I prefer to assume it's normal, so if it's not, lie to me. I need to think that the fact that Alexis occasionally worries about me dying is a totally and completely normal thing. The alternative is to think that maybe she's crazy or maybe she's psychic, and no thank you. I'd rather not. Normal it is!
Every once in a while, Alexis will have a nightmare about me dying. And every once in a while, she will plead desperately with me to not die. The pleading is accompanied by sobbing and hugs and intense fear. It's truly a very pitiful thing. It happens often enough for me to not be shocked when it happens, but it does not happen often enough for me to come up with a good response. Instead I just sort of fumble through the moment. Which, now that I'm thinking about it, might very well be why she won't let it go.

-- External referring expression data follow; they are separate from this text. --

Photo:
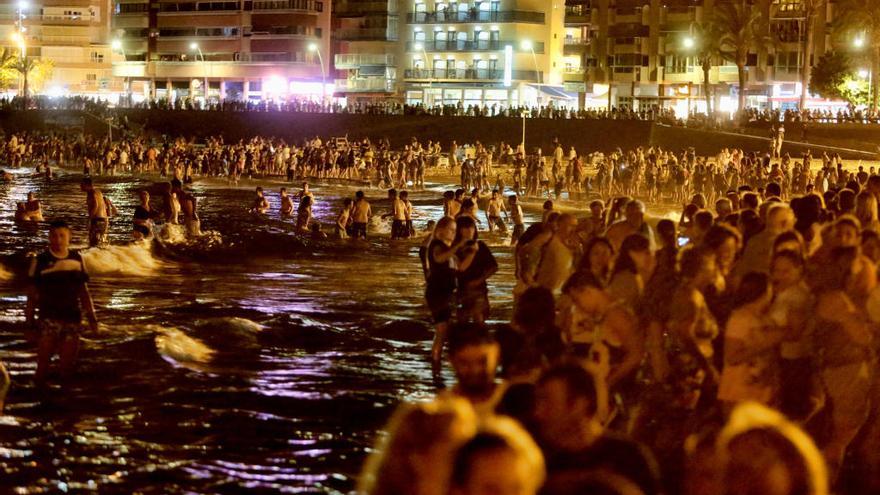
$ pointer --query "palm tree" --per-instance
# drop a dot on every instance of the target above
(861, 20)
(810, 9)
(706, 51)
(741, 28)
(24, 66)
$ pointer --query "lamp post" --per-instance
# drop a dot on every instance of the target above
(195, 47)
(528, 45)
(313, 47)
(421, 47)
(116, 46)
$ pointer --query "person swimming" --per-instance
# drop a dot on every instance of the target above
(260, 204)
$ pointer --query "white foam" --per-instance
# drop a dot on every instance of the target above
(179, 347)
(133, 259)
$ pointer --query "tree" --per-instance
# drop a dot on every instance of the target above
(830, 74)
(707, 49)
(860, 19)
(740, 28)
(811, 9)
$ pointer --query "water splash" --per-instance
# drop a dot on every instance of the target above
(134, 259)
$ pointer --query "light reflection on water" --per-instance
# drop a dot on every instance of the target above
(290, 406)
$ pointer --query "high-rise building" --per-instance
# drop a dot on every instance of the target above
(484, 53)
(73, 35)
(365, 34)
(242, 49)
(642, 53)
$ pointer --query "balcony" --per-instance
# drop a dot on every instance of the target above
(356, 8)
(297, 6)
(467, 45)
(372, 85)
(365, 34)
(356, 60)
(577, 14)
(468, 74)
(452, 17)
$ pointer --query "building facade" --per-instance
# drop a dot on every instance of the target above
(71, 34)
(489, 53)
(234, 49)
(643, 53)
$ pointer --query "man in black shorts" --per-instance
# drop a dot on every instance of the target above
(58, 295)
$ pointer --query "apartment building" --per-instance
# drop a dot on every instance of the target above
(482, 52)
(366, 51)
(641, 53)
(219, 49)
(72, 34)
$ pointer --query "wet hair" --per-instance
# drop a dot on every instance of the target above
(498, 435)
(463, 335)
(624, 261)
(703, 219)
(835, 274)
(58, 224)
(579, 382)
(718, 234)
(789, 236)
(752, 287)
(666, 231)
(583, 279)
(464, 222)
(690, 261)
(749, 201)
(796, 258)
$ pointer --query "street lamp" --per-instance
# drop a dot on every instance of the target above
(529, 46)
(421, 47)
(195, 47)
(313, 47)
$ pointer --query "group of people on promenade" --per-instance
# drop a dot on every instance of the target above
(733, 352)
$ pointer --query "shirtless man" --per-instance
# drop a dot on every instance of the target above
(286, 204)
(494, 209)
(30, 210)
(99, 210)
(260, 204)
(360, 216)
(188, 205)
(57, 298)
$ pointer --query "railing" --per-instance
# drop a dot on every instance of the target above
(311, 6)
(466, 45)
(355, 60)
(372, 84)
(354, 8)
(491, 74)
(365, 34)
(475, 16)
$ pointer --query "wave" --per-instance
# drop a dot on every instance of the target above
(181, 349)
(134, 259)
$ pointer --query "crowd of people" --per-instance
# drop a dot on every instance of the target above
(731, 352)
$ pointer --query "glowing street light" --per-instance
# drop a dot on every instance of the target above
(313, 47)
(527, 45)
(195, 47)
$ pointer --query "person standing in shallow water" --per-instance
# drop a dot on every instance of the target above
(58, 295)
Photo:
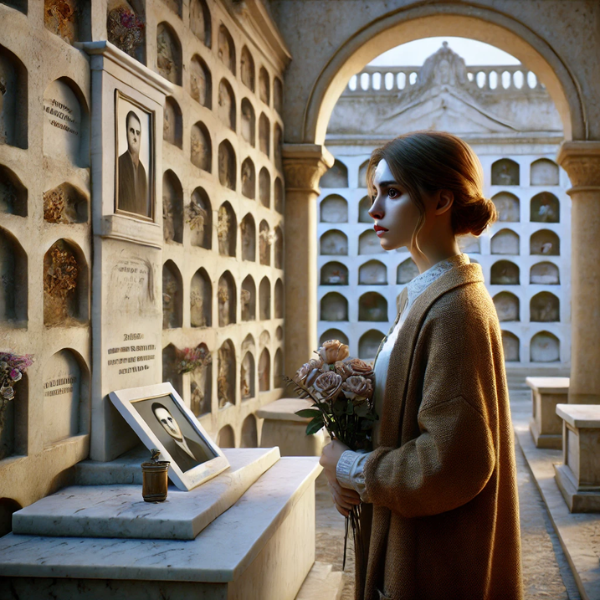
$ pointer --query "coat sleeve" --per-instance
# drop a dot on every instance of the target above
(453, 457)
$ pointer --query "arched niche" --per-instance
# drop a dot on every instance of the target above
(226, 230)
(168, 53)
(507, 306)
(200, 82)
(368, 243)
(248, 228)
(227, 165)
(66, 411)
(545, 208)
(334, 273)
(226, 49)
(200, 22)
(544, 172)
(126, 27)
(172, 123)
(247, 68)
(66, 123)
(511, 347)
(264, 243)
(248, 124)
(65, 204)
(226, 374)
(545, 242)
(264, 134)
(227, 299)
(372, 307)
(335, 177)
(334, 209)
(373, 272)
(199, 218)
(334, 307)
(508, 207)
(201, 147)
(66, 287)
(544, 273)
(544, 307)
(505, 172)
(544, 347)
(248, 299)
(248, 179)
(264, 299)
(172, 208)
(13, 194)
(172, 296)
(201, 299)
(505, 272)
(505, 241)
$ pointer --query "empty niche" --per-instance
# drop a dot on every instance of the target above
(544, 172)
(168, 53)
(200, 21)
(334, 307)
(201, 147)
(199, 219)
(172, 123)
(505, 172)
(126, 27)
(226, 230)
(65, 285)
(201, 300)
(65, 204)
(226, 375)
(334, 273)
(507, 306)
(264, 299)
(172, 296)
(172, 208)
(248, 125)
(248, 299)
(334, 209)
(504, 272)
(335, 177)
(544, 347)
(544, 242)
(334, 242)
(545, 274)
(226, 50)
(544, 306)
(545, 208)
(65, 123)
(227, 299)
(372, 307)
(13, 281)
(200, 82)
(264, 134)
(507, 206)
(248, 179)
(66, 397)
(505, 242)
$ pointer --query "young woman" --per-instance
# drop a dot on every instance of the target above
(440, 515)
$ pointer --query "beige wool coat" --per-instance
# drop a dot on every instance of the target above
(442, 518)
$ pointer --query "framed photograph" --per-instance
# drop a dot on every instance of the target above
(134, 158)
(161, 420)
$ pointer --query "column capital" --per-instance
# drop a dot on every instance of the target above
(303, 166)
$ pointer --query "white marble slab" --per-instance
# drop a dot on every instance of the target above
(120, 511)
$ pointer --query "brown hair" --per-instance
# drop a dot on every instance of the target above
(427, 161)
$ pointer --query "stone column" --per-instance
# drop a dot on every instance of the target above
(581, 161)
(303, 166)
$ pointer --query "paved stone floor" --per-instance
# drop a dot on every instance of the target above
(546, 573)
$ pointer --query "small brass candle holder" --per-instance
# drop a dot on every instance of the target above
(155, 479)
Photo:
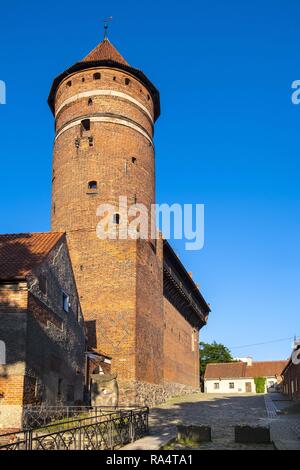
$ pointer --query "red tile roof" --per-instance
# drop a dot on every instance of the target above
(225, 370)
(235, 370)
(265, 368)
(20, 253)
(105, 51)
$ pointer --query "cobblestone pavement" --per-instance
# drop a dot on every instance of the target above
(285, 429)
(222, 413)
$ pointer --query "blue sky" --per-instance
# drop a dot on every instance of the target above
(228, 137)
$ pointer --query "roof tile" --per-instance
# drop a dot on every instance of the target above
(231, 370)
(20, 253)
(105, 51)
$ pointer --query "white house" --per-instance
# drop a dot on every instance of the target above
(238, 377)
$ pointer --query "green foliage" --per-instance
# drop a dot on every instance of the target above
(215, 352)
(260, 383)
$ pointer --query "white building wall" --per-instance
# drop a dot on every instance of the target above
(239, 385)
(223, 387)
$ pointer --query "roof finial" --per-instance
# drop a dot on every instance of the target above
(106, 21)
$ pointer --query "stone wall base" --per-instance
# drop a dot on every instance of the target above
(147, 394)
(10, 417)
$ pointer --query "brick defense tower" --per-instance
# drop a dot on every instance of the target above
(105, 112)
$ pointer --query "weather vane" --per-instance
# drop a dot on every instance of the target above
(106, 23)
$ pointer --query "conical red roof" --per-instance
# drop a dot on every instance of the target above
(105, 51)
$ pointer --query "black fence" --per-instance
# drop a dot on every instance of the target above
(106, 430)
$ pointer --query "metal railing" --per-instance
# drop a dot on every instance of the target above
(106, 430)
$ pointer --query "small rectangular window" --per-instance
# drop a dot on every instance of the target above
(86, 124)
(66, 302)
(43, 284)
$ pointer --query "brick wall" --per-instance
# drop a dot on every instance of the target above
(181, 350)
(13, 327)
(55, 338)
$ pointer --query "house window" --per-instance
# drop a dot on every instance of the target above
(86, 124)
(92, 185)
(66, 302)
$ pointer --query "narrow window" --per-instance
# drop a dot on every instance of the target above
(92, 185)
(2, 353)
(116, 219)
(59, 387)
(86, 124)
(43, 285)
(65, 302)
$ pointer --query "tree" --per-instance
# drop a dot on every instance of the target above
(215, 352)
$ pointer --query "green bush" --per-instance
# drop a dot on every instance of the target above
(260, 383)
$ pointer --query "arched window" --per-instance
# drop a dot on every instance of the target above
(92, 185)
(2, 353)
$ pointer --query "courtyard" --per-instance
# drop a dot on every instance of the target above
(222, 413)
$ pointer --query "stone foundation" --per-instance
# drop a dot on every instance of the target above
(147, 394)
(10, 417)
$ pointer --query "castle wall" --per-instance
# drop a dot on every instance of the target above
(181, 349)
(45, 345)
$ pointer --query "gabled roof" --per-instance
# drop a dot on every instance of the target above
(236, 370)
(265, 368)
(225, 370)
(22, 252)
(105, 51)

Anyway. Normal. Right? RIGHT.
(GO WITH ME ON THIS. I already have enough issues with death and blah, blah, blah. I need not write another chapter about THAT.)
Today was yet another one of those days when Alexis' mind took a wrong turn and landed her on the topic of death. I don't know why, I just know that she came home from cheerleading and was on her way upstairs to take a shower when she looked over her shoulder, locked eyes with me, and said, "Momma, please don't die until after I do."
I threw something shiny at her instead of really replying because what I wanted to say was OH HELL NO. Unless we're talking about her living to the age of 80, which means me living until the age of 110, OH HELL NO. I go first. That is not a negotiable item.
This is the kind of stuff nobody warns you about when you become a parent.